Despite a series of fascinating models, towards the beginning of the 90s the future of Maserati was once again cast in doubt. After lengthy negotiations, Fiat took it over. But (by chance?), the cars of the Collection were not registered as fixed assets and remained under the ownership of de Tomaso. There were 23 of them, all extremely important milestones in the history of the brand.
At the same time Umberto Panini, the brother of Giuseppe Panini who invented football trading cards and built an empire in the process, decided to go to Venezuela. It was 1957 and he was 27 years old. A man of great technological inventiveness, he was dedicated to the maintenance and movement of oil wells. He called himself Hombre, the first word he heard when he got off the ship that had taken him there. To call his attention, a landing attendant had called him ”Hombre!” and he decided that this would bring him luck. And so it was, as when he returned home he bought a farm on the outskirts of Modena where he could produce Parmigiano Reggiano.. What to call it? Hombre, of course.

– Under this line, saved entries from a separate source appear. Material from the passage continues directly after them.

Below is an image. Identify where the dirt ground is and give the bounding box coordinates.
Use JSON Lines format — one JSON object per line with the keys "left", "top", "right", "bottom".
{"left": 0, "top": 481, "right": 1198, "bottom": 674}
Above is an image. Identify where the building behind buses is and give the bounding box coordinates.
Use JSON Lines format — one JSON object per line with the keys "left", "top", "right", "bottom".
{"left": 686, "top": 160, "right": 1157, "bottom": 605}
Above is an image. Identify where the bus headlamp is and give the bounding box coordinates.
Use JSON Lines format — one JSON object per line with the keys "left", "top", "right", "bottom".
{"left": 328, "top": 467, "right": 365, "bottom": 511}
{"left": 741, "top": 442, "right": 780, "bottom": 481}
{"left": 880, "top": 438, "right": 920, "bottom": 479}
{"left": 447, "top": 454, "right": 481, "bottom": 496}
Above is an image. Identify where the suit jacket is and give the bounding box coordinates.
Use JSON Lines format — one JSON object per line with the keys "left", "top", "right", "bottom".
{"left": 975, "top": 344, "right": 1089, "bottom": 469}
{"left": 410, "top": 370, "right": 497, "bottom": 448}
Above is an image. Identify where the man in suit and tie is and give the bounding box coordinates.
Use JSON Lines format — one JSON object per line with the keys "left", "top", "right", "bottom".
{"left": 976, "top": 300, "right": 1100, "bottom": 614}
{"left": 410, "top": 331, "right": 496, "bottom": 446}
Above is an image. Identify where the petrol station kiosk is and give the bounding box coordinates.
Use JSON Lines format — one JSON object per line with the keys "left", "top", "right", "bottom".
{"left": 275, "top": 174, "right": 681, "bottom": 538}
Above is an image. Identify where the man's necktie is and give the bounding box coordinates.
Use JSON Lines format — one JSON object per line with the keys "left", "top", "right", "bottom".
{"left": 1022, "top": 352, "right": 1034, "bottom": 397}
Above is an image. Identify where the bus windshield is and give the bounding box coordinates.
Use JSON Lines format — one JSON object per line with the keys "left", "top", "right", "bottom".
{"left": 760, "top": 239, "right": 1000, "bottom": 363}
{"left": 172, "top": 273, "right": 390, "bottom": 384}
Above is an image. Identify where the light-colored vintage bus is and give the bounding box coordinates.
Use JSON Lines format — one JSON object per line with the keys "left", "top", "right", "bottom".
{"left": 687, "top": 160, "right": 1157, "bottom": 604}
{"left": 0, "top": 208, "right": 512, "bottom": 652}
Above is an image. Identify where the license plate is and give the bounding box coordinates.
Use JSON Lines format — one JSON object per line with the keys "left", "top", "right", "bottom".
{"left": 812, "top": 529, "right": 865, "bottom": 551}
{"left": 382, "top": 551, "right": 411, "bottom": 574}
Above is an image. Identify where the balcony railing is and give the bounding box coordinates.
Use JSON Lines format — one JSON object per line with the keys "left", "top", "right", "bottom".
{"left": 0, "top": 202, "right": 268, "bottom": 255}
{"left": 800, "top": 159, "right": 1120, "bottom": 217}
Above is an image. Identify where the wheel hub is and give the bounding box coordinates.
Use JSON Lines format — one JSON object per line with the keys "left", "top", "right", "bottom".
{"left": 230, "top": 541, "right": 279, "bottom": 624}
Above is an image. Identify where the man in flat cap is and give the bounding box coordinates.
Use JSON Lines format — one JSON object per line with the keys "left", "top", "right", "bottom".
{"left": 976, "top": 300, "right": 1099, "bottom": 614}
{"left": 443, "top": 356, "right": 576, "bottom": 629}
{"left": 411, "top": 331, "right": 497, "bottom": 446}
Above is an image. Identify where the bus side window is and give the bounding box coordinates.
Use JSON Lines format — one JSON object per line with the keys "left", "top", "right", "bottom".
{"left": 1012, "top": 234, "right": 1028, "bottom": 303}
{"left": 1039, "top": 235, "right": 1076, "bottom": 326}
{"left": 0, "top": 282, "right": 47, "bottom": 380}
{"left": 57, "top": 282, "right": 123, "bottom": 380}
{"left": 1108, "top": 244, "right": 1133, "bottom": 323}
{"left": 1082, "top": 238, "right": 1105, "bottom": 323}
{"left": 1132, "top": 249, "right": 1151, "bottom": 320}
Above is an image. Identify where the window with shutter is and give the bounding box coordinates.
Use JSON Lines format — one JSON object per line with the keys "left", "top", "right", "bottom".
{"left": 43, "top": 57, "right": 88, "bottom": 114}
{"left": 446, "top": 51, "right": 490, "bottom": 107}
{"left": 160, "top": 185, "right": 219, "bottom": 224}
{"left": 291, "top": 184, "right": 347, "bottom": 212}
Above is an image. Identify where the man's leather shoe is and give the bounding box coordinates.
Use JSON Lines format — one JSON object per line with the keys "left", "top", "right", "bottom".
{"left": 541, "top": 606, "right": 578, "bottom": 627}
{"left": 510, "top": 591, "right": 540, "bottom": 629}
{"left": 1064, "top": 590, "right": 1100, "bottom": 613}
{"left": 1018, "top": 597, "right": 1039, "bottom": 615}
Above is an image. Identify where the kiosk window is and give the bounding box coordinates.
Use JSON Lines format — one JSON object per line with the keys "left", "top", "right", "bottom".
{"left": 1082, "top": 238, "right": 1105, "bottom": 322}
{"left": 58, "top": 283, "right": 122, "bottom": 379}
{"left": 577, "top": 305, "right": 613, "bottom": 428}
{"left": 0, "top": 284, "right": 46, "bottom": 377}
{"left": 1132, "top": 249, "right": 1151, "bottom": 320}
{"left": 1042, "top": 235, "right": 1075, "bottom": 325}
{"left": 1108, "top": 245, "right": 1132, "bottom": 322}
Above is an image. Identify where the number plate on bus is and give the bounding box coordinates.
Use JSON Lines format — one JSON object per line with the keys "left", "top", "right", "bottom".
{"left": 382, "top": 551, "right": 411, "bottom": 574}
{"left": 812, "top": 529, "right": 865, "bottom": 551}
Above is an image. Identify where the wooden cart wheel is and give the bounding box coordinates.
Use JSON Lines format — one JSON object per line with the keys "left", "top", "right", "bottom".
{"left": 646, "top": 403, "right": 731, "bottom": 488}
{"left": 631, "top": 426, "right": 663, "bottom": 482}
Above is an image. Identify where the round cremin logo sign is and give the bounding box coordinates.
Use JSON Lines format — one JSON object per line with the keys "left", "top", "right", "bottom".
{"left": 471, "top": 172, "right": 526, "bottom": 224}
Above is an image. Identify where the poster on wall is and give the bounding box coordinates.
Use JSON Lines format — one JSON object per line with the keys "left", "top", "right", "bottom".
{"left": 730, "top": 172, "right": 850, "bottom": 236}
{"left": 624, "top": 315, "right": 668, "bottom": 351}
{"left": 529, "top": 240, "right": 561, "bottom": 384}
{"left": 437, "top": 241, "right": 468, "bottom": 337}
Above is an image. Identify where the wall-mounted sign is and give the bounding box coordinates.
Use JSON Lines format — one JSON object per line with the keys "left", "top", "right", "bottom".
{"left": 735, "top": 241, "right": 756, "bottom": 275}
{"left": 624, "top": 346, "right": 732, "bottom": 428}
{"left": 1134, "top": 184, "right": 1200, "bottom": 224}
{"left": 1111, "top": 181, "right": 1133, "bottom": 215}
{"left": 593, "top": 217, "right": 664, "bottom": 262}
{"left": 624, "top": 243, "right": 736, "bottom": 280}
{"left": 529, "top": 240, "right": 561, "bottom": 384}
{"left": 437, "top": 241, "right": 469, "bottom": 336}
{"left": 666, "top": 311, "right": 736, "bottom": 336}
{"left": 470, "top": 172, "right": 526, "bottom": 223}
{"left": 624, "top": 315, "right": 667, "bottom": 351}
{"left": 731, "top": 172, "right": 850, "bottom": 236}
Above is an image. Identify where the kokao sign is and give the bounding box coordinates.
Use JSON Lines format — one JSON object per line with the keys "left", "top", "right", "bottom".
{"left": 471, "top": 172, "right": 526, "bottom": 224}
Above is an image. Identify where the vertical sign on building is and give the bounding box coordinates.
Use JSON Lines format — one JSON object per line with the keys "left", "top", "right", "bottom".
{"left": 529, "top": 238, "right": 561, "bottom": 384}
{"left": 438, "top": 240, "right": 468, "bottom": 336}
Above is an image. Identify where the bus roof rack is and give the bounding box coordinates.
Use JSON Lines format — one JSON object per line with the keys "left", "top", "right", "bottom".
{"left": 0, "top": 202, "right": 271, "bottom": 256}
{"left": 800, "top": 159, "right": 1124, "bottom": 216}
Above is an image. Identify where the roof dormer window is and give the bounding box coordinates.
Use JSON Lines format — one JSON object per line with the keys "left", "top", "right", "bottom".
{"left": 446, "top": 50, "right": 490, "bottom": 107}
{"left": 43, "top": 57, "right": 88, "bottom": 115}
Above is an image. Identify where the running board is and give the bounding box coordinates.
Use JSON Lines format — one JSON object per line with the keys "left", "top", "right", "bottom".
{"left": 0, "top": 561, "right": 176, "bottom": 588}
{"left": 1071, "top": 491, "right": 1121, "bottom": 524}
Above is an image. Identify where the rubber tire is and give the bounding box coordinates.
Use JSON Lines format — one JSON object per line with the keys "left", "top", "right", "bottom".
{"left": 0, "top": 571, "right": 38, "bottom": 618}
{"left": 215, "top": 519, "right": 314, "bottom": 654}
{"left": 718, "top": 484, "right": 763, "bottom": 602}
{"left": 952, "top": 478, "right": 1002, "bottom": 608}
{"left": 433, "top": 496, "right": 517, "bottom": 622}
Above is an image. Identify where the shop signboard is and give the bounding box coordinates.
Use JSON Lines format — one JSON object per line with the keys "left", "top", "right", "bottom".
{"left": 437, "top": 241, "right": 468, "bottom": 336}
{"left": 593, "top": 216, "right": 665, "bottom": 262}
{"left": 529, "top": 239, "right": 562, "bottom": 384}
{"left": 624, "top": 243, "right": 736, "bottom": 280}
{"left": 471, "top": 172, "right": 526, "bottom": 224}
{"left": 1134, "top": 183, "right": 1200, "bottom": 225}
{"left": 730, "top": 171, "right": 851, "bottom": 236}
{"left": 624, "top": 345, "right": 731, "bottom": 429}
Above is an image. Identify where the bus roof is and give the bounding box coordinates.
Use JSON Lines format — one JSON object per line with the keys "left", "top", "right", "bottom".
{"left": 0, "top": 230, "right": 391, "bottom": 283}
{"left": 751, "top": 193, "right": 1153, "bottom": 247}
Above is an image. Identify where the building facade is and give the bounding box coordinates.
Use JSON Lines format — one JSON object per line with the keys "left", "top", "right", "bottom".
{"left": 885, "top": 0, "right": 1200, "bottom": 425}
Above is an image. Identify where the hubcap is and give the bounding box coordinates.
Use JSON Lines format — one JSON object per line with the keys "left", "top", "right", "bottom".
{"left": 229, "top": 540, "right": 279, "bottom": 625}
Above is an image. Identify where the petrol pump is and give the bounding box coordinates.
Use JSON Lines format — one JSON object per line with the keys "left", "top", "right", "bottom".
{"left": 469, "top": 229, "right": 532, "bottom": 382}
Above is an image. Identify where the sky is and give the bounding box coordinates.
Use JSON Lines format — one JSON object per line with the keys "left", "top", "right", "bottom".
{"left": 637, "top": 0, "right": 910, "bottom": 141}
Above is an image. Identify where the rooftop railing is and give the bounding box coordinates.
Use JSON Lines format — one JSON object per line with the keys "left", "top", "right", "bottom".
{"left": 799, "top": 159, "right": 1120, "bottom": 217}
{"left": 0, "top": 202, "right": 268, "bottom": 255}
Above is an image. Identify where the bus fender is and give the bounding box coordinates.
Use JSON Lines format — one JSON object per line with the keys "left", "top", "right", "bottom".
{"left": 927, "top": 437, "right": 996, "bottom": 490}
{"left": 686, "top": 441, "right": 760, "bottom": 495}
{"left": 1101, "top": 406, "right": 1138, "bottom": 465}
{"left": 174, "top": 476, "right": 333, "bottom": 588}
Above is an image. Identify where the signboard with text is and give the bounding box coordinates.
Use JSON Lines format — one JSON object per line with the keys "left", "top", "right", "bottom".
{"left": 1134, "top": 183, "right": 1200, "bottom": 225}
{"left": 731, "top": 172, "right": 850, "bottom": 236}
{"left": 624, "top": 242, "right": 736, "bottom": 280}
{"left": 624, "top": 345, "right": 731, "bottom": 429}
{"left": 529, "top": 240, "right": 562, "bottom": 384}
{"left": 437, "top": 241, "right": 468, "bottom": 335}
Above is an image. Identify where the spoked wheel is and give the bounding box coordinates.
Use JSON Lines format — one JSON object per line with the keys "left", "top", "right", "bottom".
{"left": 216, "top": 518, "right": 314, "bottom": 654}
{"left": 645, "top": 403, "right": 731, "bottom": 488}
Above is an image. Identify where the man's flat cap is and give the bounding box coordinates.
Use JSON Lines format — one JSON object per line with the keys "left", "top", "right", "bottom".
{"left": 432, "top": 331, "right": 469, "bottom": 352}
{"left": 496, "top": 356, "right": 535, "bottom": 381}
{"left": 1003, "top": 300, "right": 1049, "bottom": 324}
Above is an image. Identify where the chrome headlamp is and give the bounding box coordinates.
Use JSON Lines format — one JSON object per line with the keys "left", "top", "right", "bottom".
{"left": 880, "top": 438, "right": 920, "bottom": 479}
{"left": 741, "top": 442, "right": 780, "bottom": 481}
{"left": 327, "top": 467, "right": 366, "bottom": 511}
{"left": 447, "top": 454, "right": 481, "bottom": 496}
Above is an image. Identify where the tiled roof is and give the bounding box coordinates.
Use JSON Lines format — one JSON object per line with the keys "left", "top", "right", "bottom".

Just like any Modenese worthy of that title, Umberto loved cars and had friends in high places within the famous Circle of Biella. One day in 1996, he showed up at Hombre Francesco Stanguellini, the small Modenese manufacturer who had invented Formula Junior. He was alarmed, he had learned that de Tomaso wanted to take away the cars from the from the Maserati Museum and sell them in England. The Brooks auction house had already been given an official mandate for the sale. It would have meant losing a truly unique heritage including Formula 1, Sport Bird Cage, the famous Eldorado single-seater made for Stirling Moss and used at the 500 Miglia di Monza (500 Miles of Monza), the magnificent A6G Pinin Farina and many others. “We have to keep them in Modena” screamed Stanguellini, backed by Adolfo Orsi, heir to the family that had given Maserati its greatest successes.
They needed a lot of money, lots of and available immediately. It turned out that de Tomaso had already sent the cars to England fearing a blockade by the Italian Cultural Heritage Department. Panini had money aside but this was at the limits of his possibilities. He got himself thinking. He thought about his brother Joseph who had died a few months earlier. He imagined his brother encouraging him by saying, in the dialect they used back then “va bein a tor chi rutam” (go and get those wrecks!).
The silence in the room felt endless. Even his young son Matteo, who would later follow the purchase, wondered whether his father would have made that heroic gesture for his city. Then the silence was broken “va bein, al fag…” All right, I’ll do it. Matteo still remembers the day he brought the first cheque for a billion lire to de Tomaso’s notary, Brancaccio. “I asked Umberto if there was money in the bank… he smiled and said, go!”
Brooks removed the Maserati collection from the auction. Umberto already had a large space, what would later become the Museum, right on the farm. When they arrived he looked at them one by one. He’d never seen them! They were anything but wrecks.
de Tomaso died in 2003, aged 75. Umberto Panini in 2013, at the age of 83. Two very different lives, one crossing: the one that saved the great memory of Maserati. Grazie Hombre!!